Newark-based WBGO, the Tri-State area's top jazz radio station, is in turmoil after after allegations of racism causes a whirlwind of events including the resignation of station's president and CEO and even an appeal from Newark Mayor Ras Baraka.

Reports indicate the situation stems from the recent firing of WBGO's Black development officer Josie Gonsalves, who says she was let go in retaliation for blowing the whistle on what she describes as a racist culture at the station.

Gonslaves, who's been with the National Public Radio-affiliated station since 2019, said in a recent published interview that the culture included no minorities in top positions at the station. She was fired earlier this with no explanation. 

“When I first arrived, and I noticed that the executive team was filled only by white people, I raised concerns to the CEO about having a person of color on the executive team.
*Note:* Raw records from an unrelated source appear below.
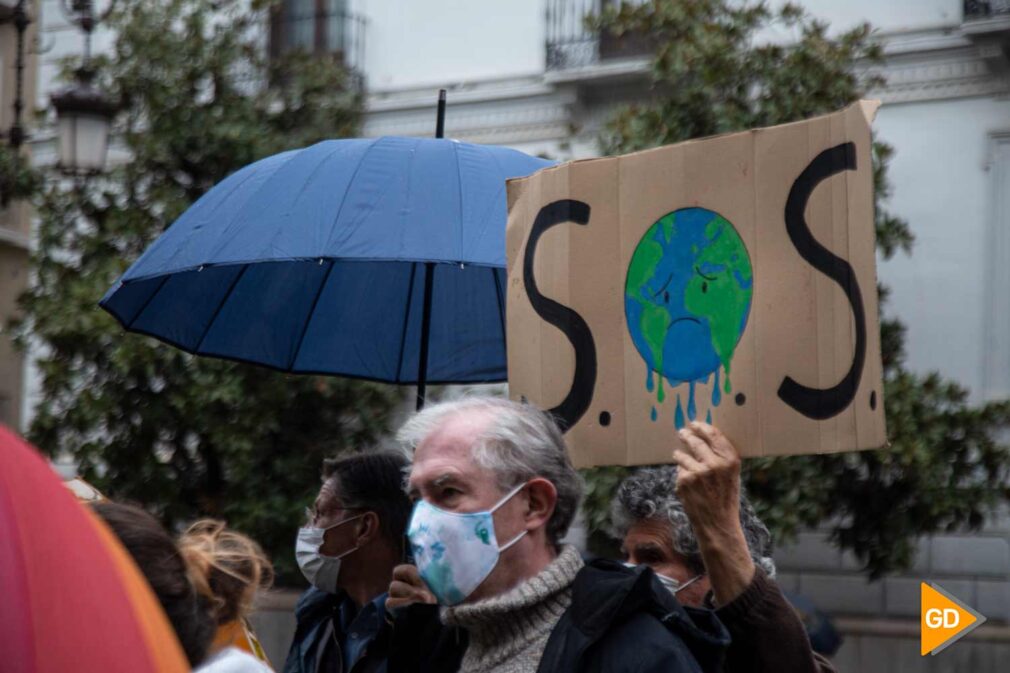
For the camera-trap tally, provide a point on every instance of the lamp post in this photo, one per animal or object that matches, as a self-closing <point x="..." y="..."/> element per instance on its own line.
<point x="16" y="13"/>
<point x="84" y="112"/>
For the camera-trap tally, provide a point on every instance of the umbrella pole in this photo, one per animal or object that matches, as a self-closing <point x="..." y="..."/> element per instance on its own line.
<point x="429" y="271"/>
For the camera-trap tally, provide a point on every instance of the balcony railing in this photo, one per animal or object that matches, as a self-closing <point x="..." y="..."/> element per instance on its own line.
<point x="572" y="44"/>
<point x="981" y="9"/>
<point x="319" y="27"/>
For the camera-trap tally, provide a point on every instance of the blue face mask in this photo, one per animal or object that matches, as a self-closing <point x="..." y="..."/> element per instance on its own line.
<point x="456" y="552"/>
<point x="672" y="585"/>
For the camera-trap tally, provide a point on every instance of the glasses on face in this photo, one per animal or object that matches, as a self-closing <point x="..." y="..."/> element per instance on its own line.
<point x="313" y="516"/>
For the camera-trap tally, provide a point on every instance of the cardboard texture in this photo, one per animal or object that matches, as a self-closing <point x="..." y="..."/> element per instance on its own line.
<point x="730" y="279"/>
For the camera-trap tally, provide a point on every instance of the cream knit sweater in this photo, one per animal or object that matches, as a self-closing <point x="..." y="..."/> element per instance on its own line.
<point x="508" y="633"/>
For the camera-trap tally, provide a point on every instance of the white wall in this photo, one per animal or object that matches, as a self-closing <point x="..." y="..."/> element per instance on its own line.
<point x="437" y="41"/>
<point x="886" y="15"/>
<point x="942" y="188"/>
And she said to me that there was not a training program or such," Gonsalves said in the report. “I said this was blatant racism.”
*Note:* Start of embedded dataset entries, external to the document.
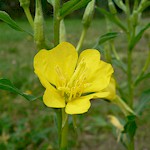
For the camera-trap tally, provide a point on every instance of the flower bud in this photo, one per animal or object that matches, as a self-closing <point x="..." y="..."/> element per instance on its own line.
<point x="24" y="3"/>
<point x="112" y="7"/>
<point x="135" y="17"/>
<point x="88" y="14"/>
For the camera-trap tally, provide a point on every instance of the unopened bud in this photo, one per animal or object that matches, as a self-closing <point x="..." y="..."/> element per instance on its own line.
<point x="88" y="14"/>
<point x="24" y="3"/>
<point x="135" y="17"/>
<point x="121" y="5"/>
<point x="112" y="7"/>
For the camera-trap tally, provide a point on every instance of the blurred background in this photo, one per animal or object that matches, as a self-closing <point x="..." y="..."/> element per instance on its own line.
<point x="30" y="125"/>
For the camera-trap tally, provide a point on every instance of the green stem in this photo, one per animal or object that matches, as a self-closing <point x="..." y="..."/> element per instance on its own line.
<point x="129" y="75"/>
<point x="82" y="37"/>
<point x="56" y="22"/>
<point x="59" y="124"/>
<point x="29" y="16"/>
<point x="64" y="131"/>
<point x="131" y="145"/>
<point x="135" y="4"/>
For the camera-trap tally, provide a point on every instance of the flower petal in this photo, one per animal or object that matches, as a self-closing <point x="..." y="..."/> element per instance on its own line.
<point x="82" y="104"/>
<point x="52" y="98"/>
<point x="57" y="64"/>
<point x="111" y="88"/>
<point x="78" y="106"/>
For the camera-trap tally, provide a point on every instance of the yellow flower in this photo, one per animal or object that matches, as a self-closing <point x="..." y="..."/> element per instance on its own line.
<point x="111" y="88"/>
<point x="71" y="81"/>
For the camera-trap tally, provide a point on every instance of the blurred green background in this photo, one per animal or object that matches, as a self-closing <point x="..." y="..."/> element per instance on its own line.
<point x="31" y="125"/>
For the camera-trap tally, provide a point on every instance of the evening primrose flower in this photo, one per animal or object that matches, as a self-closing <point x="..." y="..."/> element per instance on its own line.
<point x="71" y="81"/>
<point x="111" y="88"/>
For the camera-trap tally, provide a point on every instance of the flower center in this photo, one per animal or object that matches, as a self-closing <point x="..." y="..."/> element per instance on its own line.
<point x="75" y="86"/>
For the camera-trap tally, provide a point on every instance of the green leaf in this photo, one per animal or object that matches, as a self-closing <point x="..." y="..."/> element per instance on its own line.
<point x="71" y="6"/>
<point x="145" y="76"/>
<point x="143" y="102"/>
<point x="138" y="36"/>
<point x="112" y="18"/>
<point x="6" y="84"/>
<point x="130" y="127"/>
<point x="51" y="2"/>
<point x="7" y="19"/>
<point x="119" y="64"/>
<point x="107" y="36"/>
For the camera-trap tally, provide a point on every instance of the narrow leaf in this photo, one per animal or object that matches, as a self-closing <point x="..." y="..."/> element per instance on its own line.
<point x="145" y="76"/>
<point x="130" y="127"/>
<point x="107" y="36"/>
<point x="7" y="19"/>
<point x="138" y="36"/>
<point x="120" y="64"/>
<point x="144" y="101"/>
<point x="6" y="84"/>
<point x="71" y="6"/>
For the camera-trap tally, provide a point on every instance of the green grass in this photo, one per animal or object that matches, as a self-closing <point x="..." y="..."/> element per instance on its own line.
<point x="30" y="125"/>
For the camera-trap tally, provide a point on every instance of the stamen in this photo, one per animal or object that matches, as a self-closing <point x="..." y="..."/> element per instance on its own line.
<point x="61" y="77"/>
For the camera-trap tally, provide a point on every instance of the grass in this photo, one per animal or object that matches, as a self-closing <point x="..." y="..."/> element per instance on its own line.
<point x="30" y="125"/>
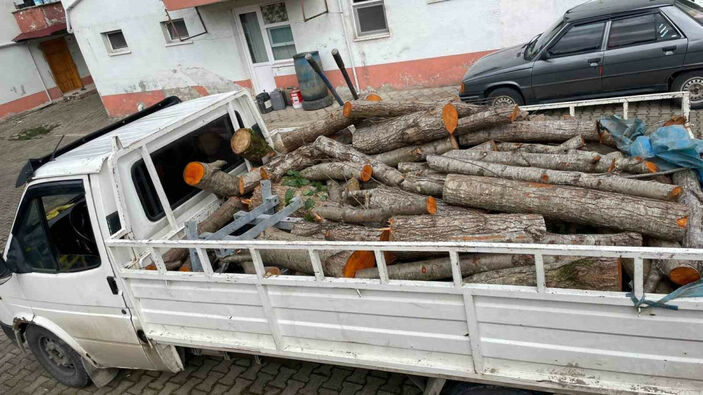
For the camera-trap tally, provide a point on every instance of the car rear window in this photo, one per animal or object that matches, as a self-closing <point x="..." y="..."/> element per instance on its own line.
<point x="692" y="9"/>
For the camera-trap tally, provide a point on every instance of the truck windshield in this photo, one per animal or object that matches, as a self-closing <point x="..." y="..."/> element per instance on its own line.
<point x="692" y="9"/>
<point x="207" y="144"/>
<point x="534" y="47"/>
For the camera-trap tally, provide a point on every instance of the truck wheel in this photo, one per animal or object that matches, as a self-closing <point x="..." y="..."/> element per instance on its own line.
<point x="57" y="357"/>
<point x="693" y="83"/>
<point x="505" y="97"/>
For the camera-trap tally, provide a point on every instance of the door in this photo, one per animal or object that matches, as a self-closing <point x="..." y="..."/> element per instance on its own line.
<point x="642" y="53"/>
<point x="64" y="276"/>
<point x="572" y="66"/>
<point x="61" y="64"/>
<point x="268" y="38"/>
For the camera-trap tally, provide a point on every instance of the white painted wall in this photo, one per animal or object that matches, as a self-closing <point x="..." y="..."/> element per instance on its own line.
<point x="418" y="30"/>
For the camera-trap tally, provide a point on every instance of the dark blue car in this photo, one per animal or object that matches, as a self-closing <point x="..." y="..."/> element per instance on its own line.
<point x="599" y="49"/>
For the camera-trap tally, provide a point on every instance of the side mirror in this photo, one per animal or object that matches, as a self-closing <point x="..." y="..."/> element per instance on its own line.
<point x="5" y="272"/>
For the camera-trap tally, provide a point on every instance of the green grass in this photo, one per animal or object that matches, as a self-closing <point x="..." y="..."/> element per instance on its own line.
<point x="36" y="132"/>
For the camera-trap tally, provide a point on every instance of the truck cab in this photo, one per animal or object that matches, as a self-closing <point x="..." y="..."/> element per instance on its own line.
<point x="59" y="290"/>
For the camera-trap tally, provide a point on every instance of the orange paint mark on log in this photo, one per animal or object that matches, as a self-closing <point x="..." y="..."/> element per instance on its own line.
<point x="193" y="173"/>
<point x="682" y="222"/>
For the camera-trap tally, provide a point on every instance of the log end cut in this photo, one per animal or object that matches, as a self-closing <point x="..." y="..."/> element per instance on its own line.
<point x="193" y="173"/>
<point x="450" y="117"/>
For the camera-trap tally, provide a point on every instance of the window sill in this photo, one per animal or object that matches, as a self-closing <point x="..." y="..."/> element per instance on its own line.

Josie Gonslaves (LinkedIn photo)
Shorty after news of the Gonslaves firing broke, Newark Mayor Ras Baraka sent an open letter to the station WBGO Board of Trustees Chairman Karl Paul Frederic. Baraka, who says he frequently listens to the station, said he was troubled over allegations about the station's environment. He also said he's ceasing broadcasting his program broadcast “Newark Today” at the station until the issues are resolved.

"From what I have heard from various employees of WBGO as well as what’s referenced in the most recent Community Advisory Board meeting minutes, the radio station may no longer reflect the ‘Newark Forward’ values of my administration specifically in terms of equity," Baraka said. "This letter reflects the vision that I have for my community, who are also my family, neighbors and friends. If what has been shared is even slightly true, I ask that these problems be addressed swiftly and immediately to the satisfaction of your employees, or I can no longer continue to support the station in our community."

Baraka also provided a list of demands to improve things at the station including, reinstating Goncalves, an investigation of the station's practices, partnering with the city's public school system for an internship program.

Following the letter, WBGO president and CEO Amy Niles announced to staff via email the she was resigning from the station.  

"It is with mixed emotions that I have decided to move on from WBGO, an organization that I love and have dedicated myself to for more than 13 years," said Niles. "This has been a rewarding professional chapter and I look forward to my next challenge. I am proud of all that we have accomplished together for our music and our city. I consider it an honor to have been a part of this tremendous organization."

According to reports, WBGO’s Board of Trustees approved several measures recommended after an independent review by at national law firm. The measures include, workplace discrimination training for all staff and management, establishing a more formal human resources function and mandatory training for executive leadership.